In all these cases, the tactics were remarkably similar. A small group, mostly with no scientific credentials in the area, supported by an even smaller group with some relevant scientific background, claimed that they represented an alternative viewpoint that had to be aired, and increasingly stridently portrayed the mainstream as dishonest, excluding alternative theories and even a religion. In each case, if you scratched below the surface, the strident accusations had no merit.

Is climate science any different? Not in principle, but in degree. The number of actual paid lobbyists is quite small, and the tactics have been narrow (as ably documented by John Mashey): discredit a small number of key scientists, tarring the rest as in on the plot, and cause general doubt among the public who are unaccustomed to evaluating scientific evidence. From there, rely on the gullibility of journalists and a ready constituency of conspiracy theorists and absolutist free marketeers who abhor any form of government intervention, and then rely on the viral properties of the Internet to spread the message far and wide. All this is a clever refinement on previous business-sponsored anti-science campaigns that didn’t have the Internet as a tool to spread disinformation on the cheap (AIDS denial was the first anti-science campaign I know of that did this, and it went pretty far without the benefit of an industrial sponsor).
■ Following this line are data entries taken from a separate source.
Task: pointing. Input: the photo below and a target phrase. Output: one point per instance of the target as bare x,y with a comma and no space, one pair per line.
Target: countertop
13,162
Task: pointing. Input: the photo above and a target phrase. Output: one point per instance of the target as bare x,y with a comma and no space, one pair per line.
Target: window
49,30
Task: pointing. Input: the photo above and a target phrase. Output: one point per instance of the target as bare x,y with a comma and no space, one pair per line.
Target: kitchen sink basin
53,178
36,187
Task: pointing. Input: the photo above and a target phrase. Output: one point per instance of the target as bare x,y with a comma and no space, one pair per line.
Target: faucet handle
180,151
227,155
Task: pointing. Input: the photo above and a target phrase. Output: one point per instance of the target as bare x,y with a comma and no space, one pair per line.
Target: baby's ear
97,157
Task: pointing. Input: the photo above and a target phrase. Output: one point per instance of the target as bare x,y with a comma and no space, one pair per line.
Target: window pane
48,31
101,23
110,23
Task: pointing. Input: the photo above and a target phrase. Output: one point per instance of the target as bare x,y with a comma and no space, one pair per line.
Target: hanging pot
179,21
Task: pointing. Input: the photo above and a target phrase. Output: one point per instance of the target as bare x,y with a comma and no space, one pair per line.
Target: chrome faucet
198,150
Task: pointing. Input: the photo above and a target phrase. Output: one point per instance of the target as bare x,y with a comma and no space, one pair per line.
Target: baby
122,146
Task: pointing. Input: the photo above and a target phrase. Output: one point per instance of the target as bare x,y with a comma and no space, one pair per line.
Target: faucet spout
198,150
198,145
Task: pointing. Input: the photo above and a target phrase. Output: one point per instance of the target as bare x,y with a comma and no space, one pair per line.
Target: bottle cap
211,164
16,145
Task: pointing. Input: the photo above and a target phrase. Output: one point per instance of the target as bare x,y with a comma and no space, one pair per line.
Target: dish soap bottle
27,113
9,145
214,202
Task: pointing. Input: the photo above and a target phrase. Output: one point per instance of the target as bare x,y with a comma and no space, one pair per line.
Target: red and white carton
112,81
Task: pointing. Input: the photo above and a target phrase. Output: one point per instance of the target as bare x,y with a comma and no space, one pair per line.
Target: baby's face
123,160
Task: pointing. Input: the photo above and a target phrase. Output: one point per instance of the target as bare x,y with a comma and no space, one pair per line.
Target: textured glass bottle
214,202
The biggest difference though is that mishandling climate change has the potential to cause disaster on an unprecedented scale. The ozone hole has made it inconvenient to live in countries like Australia, where sun-lovers court cancer if they don’t apply enough sun screen. Asbestos kills in horrible ways, but the number of victims is limited to those who are directly exposed. Tobacco too kills in horrible ways, if in much larger numbers than asbestos. AIDS is a terrible affliction to treat as a political problem that can be wished away. But climate change is a threat that carries risks for the entire biosphere. Not only that, if we wait too long before switching to an alternative energy economy, the economic effects of a sudden worldwide shift to new forms of energy could be devastating.

The Risks

Clearly, the lowest-risk approach to climate change is gradual emissions reduction, and a slow transition to a new energy economy, a process that has enough benefits to be worth exploring long before we were sure of the science. Had we started this in the late 1980s when the evidence started to become clear, we would be well on the way today towards a clean energy economy. So why the massive resistance? As with CFCs, tobacco, asbestos and HIV, there are political and economic constituencies who are threatened by change.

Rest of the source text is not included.